Доктор Кадиген выписал ей рецепт и ушел.
Пришли Фиона и Конор. Нора не сказала, что рано вернулась с работы. Она выпила на кухне кофе, и это взбодрило ее достаточно, чтобы вести себя как ни в чем не бывало. Когда Фиона собралась обратно в школу, она дала ей рецепт и попросила на обратном пути купить у Келли таблетки.
— Откуда рецепт? — удивилась Фиона.
— Доктор Кадиген прислал его к Гибни.
— Ты хорошо себя чувствуешь? Говоришь как-то отрывисто.

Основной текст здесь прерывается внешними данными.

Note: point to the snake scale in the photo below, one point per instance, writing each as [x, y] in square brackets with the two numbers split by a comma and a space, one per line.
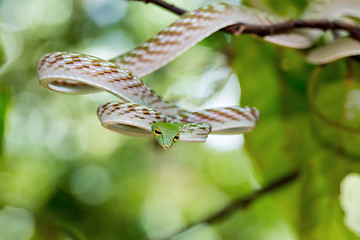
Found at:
[143, 112]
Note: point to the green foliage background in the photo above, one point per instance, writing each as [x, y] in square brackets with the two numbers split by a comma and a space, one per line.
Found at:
[63, 176]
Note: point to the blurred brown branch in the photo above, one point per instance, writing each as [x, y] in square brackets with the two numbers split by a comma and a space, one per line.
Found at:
[239, 28]
[240, 203]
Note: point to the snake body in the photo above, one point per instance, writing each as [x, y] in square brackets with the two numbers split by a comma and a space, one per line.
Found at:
[81, 73]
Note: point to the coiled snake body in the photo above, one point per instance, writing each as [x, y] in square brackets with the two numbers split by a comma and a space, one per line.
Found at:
[143, 112]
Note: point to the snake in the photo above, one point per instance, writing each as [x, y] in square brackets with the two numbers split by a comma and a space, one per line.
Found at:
[143, 112]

— Все хорошо. Просто немного заторможенная из-за таблеток.
— А рецепт зачем?
— Это снотворное, — сказала Нора. — Мне не спится.
Они ушли, и Нора вернулась в кресло. Сердце колотилось, дышать было трудно. Что, если музыка поможет отвлечься? Она встала, пересекла комнату и перебрала пластинки, но ничего подходящего не нашла, все композиции были слишком далекими от ее чувств, и громовыми, и полными страстей. Она добралась до трио “Эрцгерцог”, снова рассмотрела конверт и подумала, что даже если музыка ничего не изменит, можно еще раз представить себя молодой и свободной исполнительницей. Если слушать внимательно и следовать за каждым виолончельным аккордом, как будто это она сама играет, и тогда, возможно, музыка отвлечет ее и не даст заснуть.